Competição pelo antipetismo
Os eleitores podem ter certeza de uma coisa: haverá, entre esses candidatos, uma competição para ver quem consegue se apresentar como o mais antipetista. Caiado bateu bastante nessa tecla no lançamento de sua pré-candidatura: "Nós ganhamos do PT em 2018, depois ele voltou (à Presidência). Podemos voltar a ganhar. Não é difícil ganhar do PT. No segundo turno, ele estará batido."
Romeu Zema, que pontua próximo ao goiano nas pesquisas, é outro que sempre inclui ataques ao partido de Lula em seus discursos, geralmente com ênfase em aspectos econômicos para se vender como uma alternativa à direita mais próxima do empresariado e do pensamento liberal.
Monopólio de Lula na esquerda
No campo da esquerda, pela primeira vez desde a redemocratização, Lula se consolida como o único nome na disputa presidencial. Em outros pleitos, houve uma pluralidade de nomes de esquerda ou de centro-esquerda, como Ciro Gomes, Marina Silva, Eduardo Campos, Eduardo Jorge, Heloísa Helena, Cristovam Buarque e, em 1989, Leonel Brizola.
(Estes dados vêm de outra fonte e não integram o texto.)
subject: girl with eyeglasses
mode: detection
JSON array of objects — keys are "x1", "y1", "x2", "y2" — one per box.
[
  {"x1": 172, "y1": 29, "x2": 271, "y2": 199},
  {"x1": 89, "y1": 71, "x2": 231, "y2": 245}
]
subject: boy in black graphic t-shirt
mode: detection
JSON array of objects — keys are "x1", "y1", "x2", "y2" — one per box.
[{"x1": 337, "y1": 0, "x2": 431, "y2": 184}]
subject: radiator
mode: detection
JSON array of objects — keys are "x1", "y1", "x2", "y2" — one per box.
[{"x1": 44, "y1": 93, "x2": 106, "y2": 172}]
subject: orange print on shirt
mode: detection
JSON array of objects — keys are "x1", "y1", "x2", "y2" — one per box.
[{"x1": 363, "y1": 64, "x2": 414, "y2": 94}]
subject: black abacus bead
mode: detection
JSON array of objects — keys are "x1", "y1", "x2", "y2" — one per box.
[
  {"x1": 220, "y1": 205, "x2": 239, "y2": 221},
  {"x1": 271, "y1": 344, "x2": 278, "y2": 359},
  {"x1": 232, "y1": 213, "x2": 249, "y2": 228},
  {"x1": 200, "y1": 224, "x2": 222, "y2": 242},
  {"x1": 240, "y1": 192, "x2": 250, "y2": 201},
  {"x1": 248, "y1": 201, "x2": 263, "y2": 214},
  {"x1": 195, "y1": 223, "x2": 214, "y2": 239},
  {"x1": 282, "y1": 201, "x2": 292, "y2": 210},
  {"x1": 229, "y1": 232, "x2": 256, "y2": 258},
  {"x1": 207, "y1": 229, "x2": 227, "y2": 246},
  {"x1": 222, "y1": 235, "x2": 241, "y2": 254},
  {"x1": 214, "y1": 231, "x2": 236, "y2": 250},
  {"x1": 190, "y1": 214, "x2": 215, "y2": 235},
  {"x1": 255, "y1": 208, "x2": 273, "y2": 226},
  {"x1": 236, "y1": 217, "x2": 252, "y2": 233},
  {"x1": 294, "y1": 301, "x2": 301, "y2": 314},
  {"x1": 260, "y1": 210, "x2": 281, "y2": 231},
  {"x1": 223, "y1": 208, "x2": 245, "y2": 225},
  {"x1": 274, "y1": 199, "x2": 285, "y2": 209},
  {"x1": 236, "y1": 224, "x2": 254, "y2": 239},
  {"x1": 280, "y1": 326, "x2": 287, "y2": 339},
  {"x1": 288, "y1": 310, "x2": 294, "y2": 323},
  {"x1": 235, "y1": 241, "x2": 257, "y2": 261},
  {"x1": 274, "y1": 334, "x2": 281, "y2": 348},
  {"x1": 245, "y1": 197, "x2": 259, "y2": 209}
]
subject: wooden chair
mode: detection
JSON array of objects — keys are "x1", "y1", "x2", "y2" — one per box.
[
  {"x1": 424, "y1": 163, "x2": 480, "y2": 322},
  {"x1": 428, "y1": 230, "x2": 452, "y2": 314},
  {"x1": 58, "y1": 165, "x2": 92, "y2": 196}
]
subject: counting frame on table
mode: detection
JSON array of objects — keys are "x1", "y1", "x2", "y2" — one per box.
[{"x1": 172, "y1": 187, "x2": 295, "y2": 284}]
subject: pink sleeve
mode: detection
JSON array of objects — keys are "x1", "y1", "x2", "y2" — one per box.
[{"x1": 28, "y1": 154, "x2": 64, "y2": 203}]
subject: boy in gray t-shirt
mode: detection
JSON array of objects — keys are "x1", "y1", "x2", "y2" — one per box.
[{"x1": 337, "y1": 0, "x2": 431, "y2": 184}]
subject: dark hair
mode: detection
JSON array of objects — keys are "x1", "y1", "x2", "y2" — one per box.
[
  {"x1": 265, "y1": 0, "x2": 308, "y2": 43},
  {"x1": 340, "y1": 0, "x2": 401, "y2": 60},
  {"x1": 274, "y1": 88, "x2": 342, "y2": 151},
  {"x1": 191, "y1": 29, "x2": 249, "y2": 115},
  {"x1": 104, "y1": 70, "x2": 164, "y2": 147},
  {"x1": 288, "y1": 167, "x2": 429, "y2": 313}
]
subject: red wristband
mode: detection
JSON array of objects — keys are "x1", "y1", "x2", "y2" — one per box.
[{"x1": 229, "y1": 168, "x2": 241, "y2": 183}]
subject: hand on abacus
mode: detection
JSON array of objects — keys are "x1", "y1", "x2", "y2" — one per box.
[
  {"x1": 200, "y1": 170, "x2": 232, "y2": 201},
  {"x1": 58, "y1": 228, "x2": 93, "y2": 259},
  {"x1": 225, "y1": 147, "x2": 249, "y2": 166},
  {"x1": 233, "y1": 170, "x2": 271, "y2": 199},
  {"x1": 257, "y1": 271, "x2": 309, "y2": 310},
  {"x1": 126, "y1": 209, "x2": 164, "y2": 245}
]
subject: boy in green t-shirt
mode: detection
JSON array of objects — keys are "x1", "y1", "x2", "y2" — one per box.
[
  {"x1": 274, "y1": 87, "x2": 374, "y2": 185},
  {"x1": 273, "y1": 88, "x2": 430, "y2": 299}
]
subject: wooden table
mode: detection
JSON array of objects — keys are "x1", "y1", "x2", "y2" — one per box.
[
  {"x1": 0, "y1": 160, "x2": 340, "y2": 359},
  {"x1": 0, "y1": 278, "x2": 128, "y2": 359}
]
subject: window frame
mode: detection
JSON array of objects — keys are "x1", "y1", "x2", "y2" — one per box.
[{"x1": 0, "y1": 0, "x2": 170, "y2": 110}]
Esse monopólio de Lula no campo da esquerda na disputa deste ano é fruto de dois fatores. O primeiro é a formação de alianças nesse campo, cujo objetivo era garantir uma base de apoio mais robusta para o governo, mas que tem como efeito um desincentivo ao lançamento de candidaturas alternativas. O segundo é a própria postura do presidente.
"Lula não faz nenhuma questão de que cresçam outras lideranças enquanto ele estiver na cena política, e outros partidos do campo da esquerda não se dispõem a enfrentá-lo", explica Eduardo Grin.
Conclusão: cenário polarizado
Como resultado, se o cenário atual se mantiver, Lula não correrá o risco de ter que dividir votos, mas precisará enfrentar vários adversários à direita dispostos a conquistar o eleitorado com um forte discurso antipetista. A eleição de 2026 se configura assim como um pleito marcado pela polarização extrema, com uma direita fragmentada em múltiplas candidaturas e uma esquerda unificada em torno de um único nome histórico.